Retrospective

There are lots of hard problems in industrial research but one of the hardest is timing. If you start a project too early, your users are focused on other problems and don’t yet feel a need for your solution. And, if you start a project too late, your users have already hit the problem and you have to work round whatever solution they have found. And so it is with this project.¹ At the moment, our potential users are still working on all the things you must have to support a new language in a large company and there is not a strong pull for a new, unproven research idea. So, as we close the project down, I thought it would be good to have a bit of a retrospective on what the project was trying to do and how.

A usability project …

The project was primarily a usability project: looking for ways to make it easier for developers to use the tools created by the formal verification community. We wrote a paper with usability researchers about the issues we anticipated and the project plan called for a series of case studies and pilots to figure out where the benefits lay and then to work with development teams to measure that benefit. The hope was that, if that benefit was large enough and achievable by enough developers, it would justify the necessary investment in improving the tools, supporting the tools, creating training materials, etc.

… that started by developing tools

Before you can do a usability case study, you need to have something for people to use. The only problem was that, when we started, the tools available were quite limited: they could only handle small programs with limited dependencies. A particular problem was that many tools could not handle features found in real Rust crates like command line arguments and SIMD intrinsics so we spent most of the first year extending KLEE, writing tools, writing libraries, etc. to create tools good enough to let us do the case studies and run pilots.
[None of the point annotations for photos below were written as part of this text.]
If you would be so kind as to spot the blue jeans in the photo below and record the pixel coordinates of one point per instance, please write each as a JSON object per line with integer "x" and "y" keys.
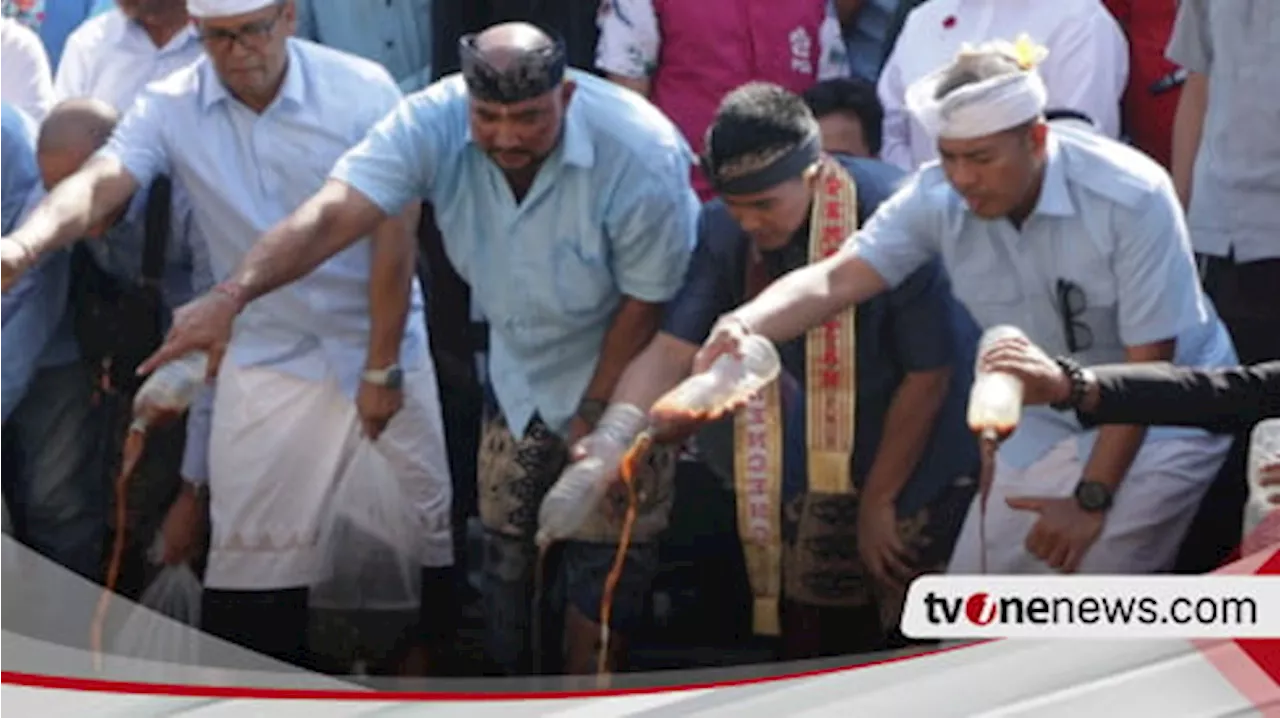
{"x": 53, "y": 470}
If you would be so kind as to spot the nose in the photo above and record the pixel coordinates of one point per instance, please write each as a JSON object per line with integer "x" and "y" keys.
{"x": 963, "y": 177}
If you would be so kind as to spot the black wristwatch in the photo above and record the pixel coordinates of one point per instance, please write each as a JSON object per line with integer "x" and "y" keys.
{"x": 1093, "y": 497}
{"x": 1079, "y": 385}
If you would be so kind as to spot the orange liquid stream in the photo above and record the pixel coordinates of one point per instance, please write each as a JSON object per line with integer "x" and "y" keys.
{"x": 630, "y": 465}
{"x": 133, "y": 446}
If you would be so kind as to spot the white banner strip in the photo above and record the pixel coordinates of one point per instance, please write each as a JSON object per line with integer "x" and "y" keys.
{"x": 1093, "y": 607}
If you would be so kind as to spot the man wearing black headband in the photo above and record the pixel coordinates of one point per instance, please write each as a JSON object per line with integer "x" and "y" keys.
{"x": 912, "y": 458}
{"x": 563, "y": 201}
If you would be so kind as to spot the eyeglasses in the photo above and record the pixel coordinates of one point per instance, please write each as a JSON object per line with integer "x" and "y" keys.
{"x": 251, "y": 36}
{"x": 1072, "y": 303}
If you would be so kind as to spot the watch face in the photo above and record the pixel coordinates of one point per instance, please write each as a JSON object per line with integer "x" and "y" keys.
{"x": 1093, "y": 495}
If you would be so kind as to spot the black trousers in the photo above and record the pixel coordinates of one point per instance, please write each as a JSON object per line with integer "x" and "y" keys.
{"x": 1246, "y": 297}
{"x": 273, "y": 623}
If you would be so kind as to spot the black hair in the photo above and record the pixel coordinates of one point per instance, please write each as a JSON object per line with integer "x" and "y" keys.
{"x": 758, "y": 119}
{"x": 853, "y": 96}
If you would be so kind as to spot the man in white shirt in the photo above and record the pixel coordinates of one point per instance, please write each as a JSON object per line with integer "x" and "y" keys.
{"x": 114, "y": 55}
{"x": 318, "y": 370}
{"x": 1086, "y": 69}
{"x": 26, "y": 81}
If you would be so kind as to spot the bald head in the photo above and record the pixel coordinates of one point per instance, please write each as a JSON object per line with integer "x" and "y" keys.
{"x": 506, "y": 44}
{"x": 69, "y": 136}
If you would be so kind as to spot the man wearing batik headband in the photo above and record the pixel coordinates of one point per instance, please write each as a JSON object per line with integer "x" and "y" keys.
{"x": 565, "y": 204}
{"x": 833, "y": 524}
{"x": 1079, "y": 242}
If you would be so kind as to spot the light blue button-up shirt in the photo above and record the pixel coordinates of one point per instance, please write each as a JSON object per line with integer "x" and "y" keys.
{"x": 1109, "y": 222}
{"x": 396, "y": 33}
{"x": 245, "y": 172}
{"x": 611, "y": 214}
{"x": 32, "y": 332}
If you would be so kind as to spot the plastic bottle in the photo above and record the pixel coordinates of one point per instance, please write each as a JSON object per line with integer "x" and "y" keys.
{"x": 580, "y": 488}
{"x": 996, "y": 398}
{"x": 170, "y": 389}
{"x": 1261, "y": 517}
{"x": 728, "y": 380}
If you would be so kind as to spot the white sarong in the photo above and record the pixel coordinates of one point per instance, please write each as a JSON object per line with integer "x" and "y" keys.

After a year’s work, the tools and our understanding are getting close to being good enough to start the case studies. For example, we could apply the tools to CoreUtils and to Rust for Linux. In both cases though, we hit rough edges in the tools that made it too hard to actually try verifying the code. A little more work is needed.

Using “shift left” …

We had a fairly unusual goal for a formal methods project

Our goal was to make developers more productive by using tools and techniques from the formal verification community.

This is not the usual kind of goal for a formal methods project. It is much more common to pitch formal as a way to dramatically and measurably improve quality at the cost of reduced developer velocity. That is, it will take you longer but the result will be better.

The way that we hoped to improve developer velocity is through a “shift left” process. The name “shift left” is a reference to the graphs used by project managers to think about when the product is ready to release. If you plot the number of bugs found against time, you know that your product cannot be released if you are still finding a significant number of bugs every week. If you want to release earlier, the most effective thing to do is to find the bugs earlier. That is, to shift the bug curve left.

Illustration of shift-left concept with time increasing towards the right and two similar bug curves beside each other and an arrow indicating movement from the right curve to the left curve.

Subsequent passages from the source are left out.